Right. I use it to mean, in general, anyone involved in developing the
product: programmers, testers, and so on.
> The point I'm trying to get at I think is this. If we look at proposals like
> Obie's Rails Maturity Model, or even CMM, they are saying not that there is
> a special class of /thing/, but instead, as /thing/ gets better, it will
> begin to look like /this/.
>
> In other words, if we are "craftsmen" what is everyone else? Or are we
> [developers, programmers, coders, testers] who, in the spirit of
> craftsmanship, doing certain things to become better at what we do?
I prefer the latter over the former. Nice.
Agreed. I wouldn't want to de-emphasize code, because writing code is
a necessary skill for a software craftsman. It is the skill that most
of us start with, but over time craftsmen will also develop the myriad
skills required to deliver quality solutions to their customers.

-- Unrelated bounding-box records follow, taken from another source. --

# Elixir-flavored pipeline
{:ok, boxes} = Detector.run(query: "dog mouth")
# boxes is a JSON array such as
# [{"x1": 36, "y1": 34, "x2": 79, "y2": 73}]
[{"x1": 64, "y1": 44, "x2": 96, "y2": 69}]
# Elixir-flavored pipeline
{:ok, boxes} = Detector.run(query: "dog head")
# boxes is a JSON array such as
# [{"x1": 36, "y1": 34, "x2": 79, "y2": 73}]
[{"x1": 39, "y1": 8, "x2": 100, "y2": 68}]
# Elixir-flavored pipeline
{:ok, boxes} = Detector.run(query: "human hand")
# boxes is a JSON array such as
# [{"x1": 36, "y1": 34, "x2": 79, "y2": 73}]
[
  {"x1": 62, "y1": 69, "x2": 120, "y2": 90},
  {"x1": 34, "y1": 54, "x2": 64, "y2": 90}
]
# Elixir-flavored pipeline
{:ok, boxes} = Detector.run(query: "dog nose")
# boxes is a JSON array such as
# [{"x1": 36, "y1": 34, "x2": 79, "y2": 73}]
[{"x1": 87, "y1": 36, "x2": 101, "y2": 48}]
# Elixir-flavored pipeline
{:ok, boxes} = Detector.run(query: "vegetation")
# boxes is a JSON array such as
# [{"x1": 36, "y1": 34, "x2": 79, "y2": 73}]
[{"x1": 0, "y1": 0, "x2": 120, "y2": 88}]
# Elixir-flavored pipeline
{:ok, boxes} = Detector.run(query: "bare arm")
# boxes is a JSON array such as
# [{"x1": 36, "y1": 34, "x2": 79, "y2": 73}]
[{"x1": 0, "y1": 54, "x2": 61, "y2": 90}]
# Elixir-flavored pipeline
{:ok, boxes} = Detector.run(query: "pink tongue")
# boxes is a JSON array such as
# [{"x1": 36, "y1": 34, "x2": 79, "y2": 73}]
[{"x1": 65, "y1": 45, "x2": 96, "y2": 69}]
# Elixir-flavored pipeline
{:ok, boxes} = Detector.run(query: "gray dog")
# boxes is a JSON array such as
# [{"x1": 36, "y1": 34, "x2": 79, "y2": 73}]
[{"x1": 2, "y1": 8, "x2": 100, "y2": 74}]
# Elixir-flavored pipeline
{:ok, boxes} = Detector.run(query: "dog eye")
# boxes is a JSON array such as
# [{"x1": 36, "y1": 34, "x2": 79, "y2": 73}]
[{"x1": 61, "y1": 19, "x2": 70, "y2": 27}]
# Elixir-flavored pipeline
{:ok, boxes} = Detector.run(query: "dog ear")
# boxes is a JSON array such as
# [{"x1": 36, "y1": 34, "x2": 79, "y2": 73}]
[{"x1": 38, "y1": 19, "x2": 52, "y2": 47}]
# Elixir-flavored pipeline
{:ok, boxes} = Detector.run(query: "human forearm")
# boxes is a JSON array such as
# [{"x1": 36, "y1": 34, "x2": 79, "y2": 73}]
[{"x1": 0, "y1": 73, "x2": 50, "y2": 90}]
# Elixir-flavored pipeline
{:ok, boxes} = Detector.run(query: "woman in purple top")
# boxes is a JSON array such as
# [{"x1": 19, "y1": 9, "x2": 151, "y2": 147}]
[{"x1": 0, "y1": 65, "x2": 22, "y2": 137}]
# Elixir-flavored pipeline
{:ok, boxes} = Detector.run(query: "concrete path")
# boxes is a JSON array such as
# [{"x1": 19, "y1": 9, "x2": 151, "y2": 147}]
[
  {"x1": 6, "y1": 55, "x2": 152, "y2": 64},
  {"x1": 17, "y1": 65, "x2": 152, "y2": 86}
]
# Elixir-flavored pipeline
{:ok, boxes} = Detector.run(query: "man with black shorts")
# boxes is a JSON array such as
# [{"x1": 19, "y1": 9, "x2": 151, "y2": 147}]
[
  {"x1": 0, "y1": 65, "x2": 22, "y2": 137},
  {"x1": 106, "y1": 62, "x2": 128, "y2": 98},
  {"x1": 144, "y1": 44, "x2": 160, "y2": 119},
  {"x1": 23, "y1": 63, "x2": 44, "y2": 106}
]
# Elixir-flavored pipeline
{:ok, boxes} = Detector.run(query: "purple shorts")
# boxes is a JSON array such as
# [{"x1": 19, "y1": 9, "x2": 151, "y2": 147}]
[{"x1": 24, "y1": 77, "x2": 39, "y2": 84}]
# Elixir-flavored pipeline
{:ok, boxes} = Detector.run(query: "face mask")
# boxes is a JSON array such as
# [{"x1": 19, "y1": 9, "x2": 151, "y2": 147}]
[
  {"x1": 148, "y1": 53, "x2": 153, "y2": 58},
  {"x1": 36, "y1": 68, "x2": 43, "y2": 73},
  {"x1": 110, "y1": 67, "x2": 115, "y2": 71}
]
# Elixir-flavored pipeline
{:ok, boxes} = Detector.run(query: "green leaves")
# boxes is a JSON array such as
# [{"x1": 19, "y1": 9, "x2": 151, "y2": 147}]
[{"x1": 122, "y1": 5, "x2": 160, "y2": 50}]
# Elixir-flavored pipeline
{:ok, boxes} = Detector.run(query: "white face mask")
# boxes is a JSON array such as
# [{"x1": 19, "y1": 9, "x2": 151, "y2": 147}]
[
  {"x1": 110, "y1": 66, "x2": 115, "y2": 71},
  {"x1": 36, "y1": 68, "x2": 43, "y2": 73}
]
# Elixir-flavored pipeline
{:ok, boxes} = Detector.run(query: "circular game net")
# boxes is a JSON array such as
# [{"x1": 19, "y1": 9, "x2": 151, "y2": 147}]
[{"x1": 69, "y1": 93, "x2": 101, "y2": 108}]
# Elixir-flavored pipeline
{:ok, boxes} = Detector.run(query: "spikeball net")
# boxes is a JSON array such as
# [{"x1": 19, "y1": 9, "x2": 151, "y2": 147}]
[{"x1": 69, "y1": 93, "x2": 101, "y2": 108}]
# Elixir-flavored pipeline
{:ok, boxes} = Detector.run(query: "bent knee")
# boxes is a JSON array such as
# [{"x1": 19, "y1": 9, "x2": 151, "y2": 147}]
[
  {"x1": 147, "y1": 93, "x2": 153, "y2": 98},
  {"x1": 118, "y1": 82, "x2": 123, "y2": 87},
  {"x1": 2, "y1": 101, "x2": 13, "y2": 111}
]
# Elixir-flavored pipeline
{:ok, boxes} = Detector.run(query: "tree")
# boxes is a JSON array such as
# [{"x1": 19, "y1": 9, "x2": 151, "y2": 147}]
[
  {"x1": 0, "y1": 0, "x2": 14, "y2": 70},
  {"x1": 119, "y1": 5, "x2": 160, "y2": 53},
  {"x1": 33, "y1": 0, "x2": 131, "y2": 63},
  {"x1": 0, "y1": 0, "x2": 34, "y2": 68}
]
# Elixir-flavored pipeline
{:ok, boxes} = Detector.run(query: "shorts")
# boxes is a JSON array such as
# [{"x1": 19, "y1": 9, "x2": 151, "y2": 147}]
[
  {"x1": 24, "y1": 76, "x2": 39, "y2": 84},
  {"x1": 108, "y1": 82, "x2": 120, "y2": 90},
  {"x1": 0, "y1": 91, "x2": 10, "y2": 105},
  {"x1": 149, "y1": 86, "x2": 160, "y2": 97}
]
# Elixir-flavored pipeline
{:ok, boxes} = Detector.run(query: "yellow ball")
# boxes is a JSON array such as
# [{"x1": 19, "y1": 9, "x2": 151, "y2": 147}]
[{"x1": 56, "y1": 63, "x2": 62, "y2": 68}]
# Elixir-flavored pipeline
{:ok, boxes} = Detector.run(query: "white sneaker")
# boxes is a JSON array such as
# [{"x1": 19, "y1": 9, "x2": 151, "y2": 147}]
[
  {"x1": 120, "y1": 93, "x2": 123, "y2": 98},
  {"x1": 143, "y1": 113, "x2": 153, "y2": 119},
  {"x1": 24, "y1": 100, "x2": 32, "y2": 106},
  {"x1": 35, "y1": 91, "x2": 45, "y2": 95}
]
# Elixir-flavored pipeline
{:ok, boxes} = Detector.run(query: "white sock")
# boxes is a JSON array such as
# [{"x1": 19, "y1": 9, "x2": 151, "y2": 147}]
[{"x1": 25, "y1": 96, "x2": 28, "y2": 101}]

Especially building lasting relationships, reputation, trust, improve communication, honesty, courage, testing,
deployment, maintenance, operations, ...
There we have lots to learn from family therapy. No wonder Dave is so good at it.
What I also like is the one team for the lifecycle approach that Amazon does. Where a single team is responsible for a
module and its whole lifecycle including choice of implementation details (e.g. language) from requirements up to
maintenance and operations. There was a great presentation by Werner Vogels at QCon 2007.